Helping the Asthma Society of Irelands Nurseline

The goal of national health systems is to maximise the number of healthy years of life for their population. Right now many health systems are stalled! From 1870 until 1939 basic sanitation, nutrition and simple healthcare procedures narrowed the gap in the average lifespan between the rich and the poor. From 1939 until 1993, people continued to live longer, but the gap stayed the same. But for the last 25 years the gap has been widening again, it is now 1.7 years wider than it was in 1993.

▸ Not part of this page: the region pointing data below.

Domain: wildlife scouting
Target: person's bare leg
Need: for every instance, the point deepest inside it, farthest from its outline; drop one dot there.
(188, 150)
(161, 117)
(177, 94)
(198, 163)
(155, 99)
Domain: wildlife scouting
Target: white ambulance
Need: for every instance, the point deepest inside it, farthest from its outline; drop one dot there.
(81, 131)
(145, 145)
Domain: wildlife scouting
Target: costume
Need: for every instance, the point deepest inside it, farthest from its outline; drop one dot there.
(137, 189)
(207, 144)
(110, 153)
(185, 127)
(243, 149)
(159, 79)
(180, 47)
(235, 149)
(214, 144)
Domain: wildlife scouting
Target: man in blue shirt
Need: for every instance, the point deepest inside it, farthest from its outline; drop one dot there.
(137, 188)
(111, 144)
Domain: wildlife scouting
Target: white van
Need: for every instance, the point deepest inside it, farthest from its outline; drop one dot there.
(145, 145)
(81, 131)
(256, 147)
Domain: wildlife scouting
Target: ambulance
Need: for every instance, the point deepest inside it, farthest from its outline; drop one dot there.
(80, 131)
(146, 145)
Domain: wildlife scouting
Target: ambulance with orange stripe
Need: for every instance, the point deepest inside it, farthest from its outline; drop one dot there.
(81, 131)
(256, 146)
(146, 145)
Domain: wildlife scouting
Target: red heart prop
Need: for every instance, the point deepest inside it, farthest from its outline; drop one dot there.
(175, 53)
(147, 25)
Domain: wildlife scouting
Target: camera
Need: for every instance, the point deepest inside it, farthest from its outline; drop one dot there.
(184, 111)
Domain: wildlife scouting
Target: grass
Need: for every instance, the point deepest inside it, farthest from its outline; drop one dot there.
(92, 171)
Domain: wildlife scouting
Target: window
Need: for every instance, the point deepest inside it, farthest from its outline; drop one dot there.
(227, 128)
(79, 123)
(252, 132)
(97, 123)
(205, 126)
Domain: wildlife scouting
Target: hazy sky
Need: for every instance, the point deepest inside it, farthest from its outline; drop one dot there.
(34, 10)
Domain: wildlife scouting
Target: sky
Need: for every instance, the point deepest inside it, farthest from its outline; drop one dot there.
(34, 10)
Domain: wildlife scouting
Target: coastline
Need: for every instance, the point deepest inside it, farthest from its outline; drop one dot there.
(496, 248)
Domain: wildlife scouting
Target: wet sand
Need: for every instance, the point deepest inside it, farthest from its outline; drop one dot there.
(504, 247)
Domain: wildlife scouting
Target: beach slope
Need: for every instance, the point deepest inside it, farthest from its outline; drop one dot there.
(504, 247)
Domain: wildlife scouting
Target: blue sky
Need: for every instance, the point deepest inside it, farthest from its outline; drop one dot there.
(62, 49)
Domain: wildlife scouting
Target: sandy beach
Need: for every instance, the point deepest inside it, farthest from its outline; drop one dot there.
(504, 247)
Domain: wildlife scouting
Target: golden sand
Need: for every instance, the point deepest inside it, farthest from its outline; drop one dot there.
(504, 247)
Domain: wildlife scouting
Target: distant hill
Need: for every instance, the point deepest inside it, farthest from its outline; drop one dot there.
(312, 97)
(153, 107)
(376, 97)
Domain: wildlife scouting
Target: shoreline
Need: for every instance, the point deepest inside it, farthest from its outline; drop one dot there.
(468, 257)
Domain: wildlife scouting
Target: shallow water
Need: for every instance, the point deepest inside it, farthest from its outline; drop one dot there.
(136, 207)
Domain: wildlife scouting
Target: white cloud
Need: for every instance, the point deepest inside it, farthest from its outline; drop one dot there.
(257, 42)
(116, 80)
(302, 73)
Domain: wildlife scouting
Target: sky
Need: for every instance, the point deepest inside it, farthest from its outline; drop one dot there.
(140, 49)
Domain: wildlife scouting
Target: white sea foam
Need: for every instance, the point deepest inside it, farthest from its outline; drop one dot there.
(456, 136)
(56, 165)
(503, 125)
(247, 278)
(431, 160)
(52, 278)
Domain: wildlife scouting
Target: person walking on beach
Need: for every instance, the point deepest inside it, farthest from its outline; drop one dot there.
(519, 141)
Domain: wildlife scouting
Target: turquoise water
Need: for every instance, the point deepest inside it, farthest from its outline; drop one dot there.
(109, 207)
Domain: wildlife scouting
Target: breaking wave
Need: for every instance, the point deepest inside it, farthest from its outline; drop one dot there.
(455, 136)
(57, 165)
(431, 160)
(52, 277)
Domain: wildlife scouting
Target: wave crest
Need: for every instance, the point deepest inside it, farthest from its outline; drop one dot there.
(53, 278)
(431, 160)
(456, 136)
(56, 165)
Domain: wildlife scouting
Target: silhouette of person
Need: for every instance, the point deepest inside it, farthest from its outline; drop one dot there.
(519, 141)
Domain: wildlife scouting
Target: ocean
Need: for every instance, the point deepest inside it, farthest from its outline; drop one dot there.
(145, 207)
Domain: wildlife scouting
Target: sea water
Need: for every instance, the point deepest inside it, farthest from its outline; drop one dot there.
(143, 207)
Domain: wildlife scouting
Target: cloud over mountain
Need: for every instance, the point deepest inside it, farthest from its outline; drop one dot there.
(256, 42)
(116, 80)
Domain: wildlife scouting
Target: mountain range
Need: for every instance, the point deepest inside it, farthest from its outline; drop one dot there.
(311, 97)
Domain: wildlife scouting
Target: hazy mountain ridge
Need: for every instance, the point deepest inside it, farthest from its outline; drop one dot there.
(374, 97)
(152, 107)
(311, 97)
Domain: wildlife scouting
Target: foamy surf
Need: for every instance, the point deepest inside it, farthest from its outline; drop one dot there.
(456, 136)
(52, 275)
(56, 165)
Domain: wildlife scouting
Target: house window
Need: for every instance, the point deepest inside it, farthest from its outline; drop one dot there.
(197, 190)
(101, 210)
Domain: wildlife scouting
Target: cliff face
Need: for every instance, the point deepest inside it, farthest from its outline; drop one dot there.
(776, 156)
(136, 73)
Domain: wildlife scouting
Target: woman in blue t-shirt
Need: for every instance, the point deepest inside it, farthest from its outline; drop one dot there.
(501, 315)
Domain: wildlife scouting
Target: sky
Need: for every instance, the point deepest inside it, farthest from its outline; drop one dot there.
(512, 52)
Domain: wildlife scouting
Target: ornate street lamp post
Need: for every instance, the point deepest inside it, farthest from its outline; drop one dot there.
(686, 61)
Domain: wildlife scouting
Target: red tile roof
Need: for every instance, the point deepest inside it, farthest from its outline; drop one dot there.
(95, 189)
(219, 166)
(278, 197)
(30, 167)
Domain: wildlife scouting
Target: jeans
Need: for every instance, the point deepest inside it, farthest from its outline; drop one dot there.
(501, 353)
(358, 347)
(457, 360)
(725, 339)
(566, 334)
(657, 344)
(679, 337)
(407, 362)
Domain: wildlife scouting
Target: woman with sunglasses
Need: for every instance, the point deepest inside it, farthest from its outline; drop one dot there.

Academics from the field of Actuarial Science say that life extension from medical improvements are largely played out. Recent reports “Investigations in inequalities in Adult Lifespan” and from the Adelaide Foundation say that most deaths today are from age related chronic diseases and therefore individual life choices have become much more significant for life extension than in the past. However, getting people to change how they behave is difficult. Changing long-term behaviour requires expertise more in a social and conversational space than a medical space.

Most deaths in developed countries are from chronic conditions

Publicly available data from Scotland shows that nurses working in behavioural interventions spend the majority of their time helping with just four main chronic conditions, Hypertension, Diabetes, Circulatory & Respiratory S&S, and Asthma. In Ireland with a population of just over 4m adults, 450k have asthma, up to 200k have COPD (110k diagnosed), 225k have diabetes and over 1m people have hypertension. Chronic conditions affect large numbers of our populations.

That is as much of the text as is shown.